La semaine dernière, le secrétaire général de l’Otan, a lui-même dit que l’augmentation des dépenses militaires se fait aux dépens des dépenses de développement, des dépenses sociales, etc. C’est le danger principal et immédiat auquel il faut faire face. Il ne faut pas lâcher sur le renforcement et l’élargissement des traités.

La Marseillaise : Comment rester optimiste ?

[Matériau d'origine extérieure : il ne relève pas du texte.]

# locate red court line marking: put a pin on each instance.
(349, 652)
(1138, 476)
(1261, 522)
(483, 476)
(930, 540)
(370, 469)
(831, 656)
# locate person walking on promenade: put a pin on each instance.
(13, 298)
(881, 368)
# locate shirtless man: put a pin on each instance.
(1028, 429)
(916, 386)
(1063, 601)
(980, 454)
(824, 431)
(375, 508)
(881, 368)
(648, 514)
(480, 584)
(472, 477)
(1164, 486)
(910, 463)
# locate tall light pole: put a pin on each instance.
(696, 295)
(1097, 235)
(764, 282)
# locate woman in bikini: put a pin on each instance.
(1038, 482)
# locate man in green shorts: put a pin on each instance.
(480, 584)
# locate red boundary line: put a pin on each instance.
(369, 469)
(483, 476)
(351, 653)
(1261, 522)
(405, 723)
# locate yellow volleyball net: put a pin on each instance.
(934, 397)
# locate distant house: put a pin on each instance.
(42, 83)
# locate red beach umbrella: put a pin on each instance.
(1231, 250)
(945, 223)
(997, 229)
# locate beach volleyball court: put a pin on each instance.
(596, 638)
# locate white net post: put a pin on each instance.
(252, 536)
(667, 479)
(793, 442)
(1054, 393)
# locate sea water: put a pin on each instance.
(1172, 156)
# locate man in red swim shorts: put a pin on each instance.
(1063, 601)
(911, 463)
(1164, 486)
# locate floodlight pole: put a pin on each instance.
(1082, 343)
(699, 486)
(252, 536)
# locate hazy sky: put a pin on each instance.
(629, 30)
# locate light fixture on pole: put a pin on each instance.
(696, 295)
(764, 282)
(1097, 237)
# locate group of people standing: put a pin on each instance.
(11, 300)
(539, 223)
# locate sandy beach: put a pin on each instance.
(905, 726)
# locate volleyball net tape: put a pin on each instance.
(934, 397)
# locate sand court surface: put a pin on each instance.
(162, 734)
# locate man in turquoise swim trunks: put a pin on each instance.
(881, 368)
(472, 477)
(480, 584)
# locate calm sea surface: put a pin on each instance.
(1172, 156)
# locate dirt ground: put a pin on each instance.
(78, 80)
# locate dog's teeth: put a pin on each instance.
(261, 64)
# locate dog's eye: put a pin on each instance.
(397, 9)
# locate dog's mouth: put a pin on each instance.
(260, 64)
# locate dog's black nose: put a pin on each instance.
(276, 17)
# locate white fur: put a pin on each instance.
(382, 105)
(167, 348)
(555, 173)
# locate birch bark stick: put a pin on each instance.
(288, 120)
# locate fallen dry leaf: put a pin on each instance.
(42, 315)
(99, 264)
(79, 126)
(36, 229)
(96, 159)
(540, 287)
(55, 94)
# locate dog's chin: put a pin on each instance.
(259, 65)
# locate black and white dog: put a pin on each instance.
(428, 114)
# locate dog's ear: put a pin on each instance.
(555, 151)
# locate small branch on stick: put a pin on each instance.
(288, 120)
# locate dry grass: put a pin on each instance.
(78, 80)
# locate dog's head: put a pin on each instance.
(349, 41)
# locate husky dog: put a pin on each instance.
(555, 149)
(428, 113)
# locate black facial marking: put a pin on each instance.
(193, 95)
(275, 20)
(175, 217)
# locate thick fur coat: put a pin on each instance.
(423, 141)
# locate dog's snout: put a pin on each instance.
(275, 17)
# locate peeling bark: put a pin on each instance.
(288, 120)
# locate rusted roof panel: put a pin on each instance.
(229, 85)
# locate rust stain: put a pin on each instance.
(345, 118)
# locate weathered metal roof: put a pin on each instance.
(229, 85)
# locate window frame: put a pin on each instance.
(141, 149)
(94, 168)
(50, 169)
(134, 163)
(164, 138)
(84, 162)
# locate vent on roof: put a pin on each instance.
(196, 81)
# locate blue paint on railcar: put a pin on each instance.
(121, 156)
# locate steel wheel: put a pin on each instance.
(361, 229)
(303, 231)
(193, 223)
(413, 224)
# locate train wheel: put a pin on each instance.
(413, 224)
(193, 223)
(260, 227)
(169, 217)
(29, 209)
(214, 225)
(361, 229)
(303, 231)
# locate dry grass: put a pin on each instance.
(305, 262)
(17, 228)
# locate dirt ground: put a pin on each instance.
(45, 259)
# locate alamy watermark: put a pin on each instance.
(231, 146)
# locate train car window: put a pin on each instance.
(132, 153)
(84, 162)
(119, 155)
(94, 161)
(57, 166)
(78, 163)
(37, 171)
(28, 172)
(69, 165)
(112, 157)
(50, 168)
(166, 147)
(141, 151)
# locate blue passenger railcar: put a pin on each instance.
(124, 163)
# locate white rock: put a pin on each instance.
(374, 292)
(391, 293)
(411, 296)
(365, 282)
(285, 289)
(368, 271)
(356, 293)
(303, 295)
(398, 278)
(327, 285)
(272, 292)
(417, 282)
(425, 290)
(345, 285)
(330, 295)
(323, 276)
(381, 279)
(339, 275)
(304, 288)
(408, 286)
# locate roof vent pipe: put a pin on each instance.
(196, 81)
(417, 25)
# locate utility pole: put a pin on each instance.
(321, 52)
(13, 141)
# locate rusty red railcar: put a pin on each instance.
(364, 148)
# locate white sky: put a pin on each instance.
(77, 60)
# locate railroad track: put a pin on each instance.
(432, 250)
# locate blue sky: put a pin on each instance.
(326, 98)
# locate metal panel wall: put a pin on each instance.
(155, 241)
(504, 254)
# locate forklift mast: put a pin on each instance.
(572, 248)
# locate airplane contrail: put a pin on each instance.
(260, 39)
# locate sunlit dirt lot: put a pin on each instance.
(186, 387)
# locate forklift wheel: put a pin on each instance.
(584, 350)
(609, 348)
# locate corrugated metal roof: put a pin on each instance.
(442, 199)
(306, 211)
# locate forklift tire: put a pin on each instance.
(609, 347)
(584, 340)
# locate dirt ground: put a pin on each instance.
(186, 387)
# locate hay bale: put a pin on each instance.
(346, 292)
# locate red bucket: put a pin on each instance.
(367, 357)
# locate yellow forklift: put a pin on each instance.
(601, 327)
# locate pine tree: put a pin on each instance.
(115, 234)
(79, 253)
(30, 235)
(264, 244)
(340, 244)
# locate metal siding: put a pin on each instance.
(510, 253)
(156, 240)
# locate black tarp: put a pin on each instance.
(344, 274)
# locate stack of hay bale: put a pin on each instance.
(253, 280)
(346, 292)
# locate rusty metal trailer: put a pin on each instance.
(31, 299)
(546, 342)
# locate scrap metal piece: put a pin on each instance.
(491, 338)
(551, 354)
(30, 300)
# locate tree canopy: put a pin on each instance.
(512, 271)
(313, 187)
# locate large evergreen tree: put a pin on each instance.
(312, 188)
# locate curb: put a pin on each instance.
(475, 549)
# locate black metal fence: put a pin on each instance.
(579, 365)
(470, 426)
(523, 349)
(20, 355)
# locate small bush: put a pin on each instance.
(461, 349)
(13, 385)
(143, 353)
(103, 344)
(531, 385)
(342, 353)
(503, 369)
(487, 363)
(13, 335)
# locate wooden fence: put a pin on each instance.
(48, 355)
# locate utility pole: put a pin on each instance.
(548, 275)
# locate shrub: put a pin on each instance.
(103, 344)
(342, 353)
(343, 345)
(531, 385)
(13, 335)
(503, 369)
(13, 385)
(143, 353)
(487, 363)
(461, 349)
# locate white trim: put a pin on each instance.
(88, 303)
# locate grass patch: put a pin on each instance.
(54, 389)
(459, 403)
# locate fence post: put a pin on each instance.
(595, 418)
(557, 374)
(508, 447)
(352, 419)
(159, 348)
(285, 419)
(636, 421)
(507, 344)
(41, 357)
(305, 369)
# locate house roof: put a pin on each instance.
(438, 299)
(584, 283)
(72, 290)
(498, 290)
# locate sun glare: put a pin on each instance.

Daniel Durand : Il faut avoir un regard intériorisé par rapport à ce que représentent les Nations Unies. Les problèmes qui sont en face de nous que ce soit le climat, l’eau, les migrations, sont globaux et on ne les réglera que si on les ressent comme des problèmes touchant l’ensemble de notre communauté.

Entretien réalisé par Laureen Piddiu (La Marseillaise, le 24 octobre 2025)

(*) « ONU – droit international : Notre maison commune, notre avenir… », Books on demand éditions, 116 pages,, 15 euros.